What is the 60% lump sum and 40% annuity rule?
At retirement (age 60), at least 40% of the corpus must be used to buy an annuity. Up to 60% can be withdrawn as a tax-free lump sum under Section 10(12A). If your total corpus is ≤ ₹5 lakh, you can withdraw 100% as lump sum with no annuity requirement. The annuity-purchased portion is not taxed at purchase, but the monthly pension it pays is taxable at slab.
Tier I vs Tier II — which one should I open?
Tier I is the retirement account — locked till 60, gets the 80CCD(1) ₹1.5L deduction and the exclusive 80CCD(1B) ₹50K deduction. This is the one that matters. Tier II has no lock-in, no tax benefit (except for govt employees with 3-yr lock-in), and works like a low-cost mutual fund. Most investors only need Tier I.
Difference between 80CCD(1), 80CCD(1B) and 80CCD(2)?
80CCD(1): own contribution up to 10% of salary, sits inside ₹1.5L 80C ceiling. 80CCD(1B): exclusive ₹50,000 over and above 80C — NPS-only, the highest-leverage tax break. 80CCD(2): employer’s contribution up to 10% of basic+DA (14% for central govt) — fully deductible, NOT inside ₹1.5L, and STILL allowed in the new tax regime.
How is NPS withdrawal taxed?
Lump sum (up to 60% of corpus) at age 60 is fully tax-free under Sec 10(12A). The annuity-purchased portion is not taxed at purchase; the monthly pension you receive is taxable at slab as ‘income from other sources’. Partial withdrawals during accumulation (up to 25% of own contributions, 3 times total) are tax-free under Sec 10(12B).
Active vs Auto Choice — which is better?
Active Choice lets you set allocation: equity up to 75% (taper post-50), corporate bonds, govt bonds, alternatives. Auto Choice picks for you — Aggressive (LC75), Moderate (LC50), or Conservative (LC25), all gliding with age. For active market-trackers, Active Choice with max equity wins. For fire-and-forget retirement money, Auto Choice Aggressive is the closest equivalent and beats most retail equity mutual funds on cost.

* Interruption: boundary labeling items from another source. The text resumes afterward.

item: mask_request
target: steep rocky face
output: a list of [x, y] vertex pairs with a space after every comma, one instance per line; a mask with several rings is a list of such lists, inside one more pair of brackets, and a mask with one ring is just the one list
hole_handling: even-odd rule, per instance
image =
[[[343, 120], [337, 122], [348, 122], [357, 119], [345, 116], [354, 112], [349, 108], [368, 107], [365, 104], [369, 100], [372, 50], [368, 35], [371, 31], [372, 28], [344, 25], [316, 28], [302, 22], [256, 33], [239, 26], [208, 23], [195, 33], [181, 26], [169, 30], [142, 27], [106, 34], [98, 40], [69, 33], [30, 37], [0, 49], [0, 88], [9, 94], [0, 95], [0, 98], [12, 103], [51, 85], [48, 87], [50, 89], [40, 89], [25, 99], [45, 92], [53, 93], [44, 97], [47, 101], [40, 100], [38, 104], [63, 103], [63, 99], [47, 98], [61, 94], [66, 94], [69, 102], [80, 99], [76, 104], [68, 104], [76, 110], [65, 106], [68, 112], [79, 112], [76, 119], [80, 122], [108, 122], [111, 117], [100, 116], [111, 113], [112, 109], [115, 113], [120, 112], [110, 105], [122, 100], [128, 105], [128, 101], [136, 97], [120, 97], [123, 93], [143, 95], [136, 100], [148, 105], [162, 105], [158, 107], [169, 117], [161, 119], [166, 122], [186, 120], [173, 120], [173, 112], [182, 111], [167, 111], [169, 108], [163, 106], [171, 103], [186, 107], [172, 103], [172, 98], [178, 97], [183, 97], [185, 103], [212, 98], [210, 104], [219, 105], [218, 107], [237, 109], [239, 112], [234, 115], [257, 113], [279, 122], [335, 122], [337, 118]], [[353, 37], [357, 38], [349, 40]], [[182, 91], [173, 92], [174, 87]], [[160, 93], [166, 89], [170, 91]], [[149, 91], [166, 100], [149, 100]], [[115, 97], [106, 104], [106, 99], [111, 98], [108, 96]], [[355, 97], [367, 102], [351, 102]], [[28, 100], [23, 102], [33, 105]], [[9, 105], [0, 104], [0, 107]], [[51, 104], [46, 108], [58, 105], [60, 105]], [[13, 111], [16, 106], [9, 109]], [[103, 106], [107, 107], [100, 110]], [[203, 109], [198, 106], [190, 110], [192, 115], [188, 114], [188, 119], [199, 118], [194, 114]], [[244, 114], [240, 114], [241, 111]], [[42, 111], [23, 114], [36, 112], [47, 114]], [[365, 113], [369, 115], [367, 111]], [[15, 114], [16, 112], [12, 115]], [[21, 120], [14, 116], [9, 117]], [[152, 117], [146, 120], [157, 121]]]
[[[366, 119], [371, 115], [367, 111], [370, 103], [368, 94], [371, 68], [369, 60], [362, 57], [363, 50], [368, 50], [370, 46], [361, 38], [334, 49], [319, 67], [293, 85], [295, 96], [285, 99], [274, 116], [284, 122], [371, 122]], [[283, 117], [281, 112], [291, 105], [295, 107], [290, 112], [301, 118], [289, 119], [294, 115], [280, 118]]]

What happens to my NPS if I die before age 60?
The full corpus goes to the nominee — the 40% annuity rule does NOT apply on death. The nominee can also continue the account in their own name, or take part as lump sum and use part to buy an annuity for themselves. Always add and verify your nominee in the CRA portal — leaving it blank causes the corpus to go through inheritance proceedings, which can take years.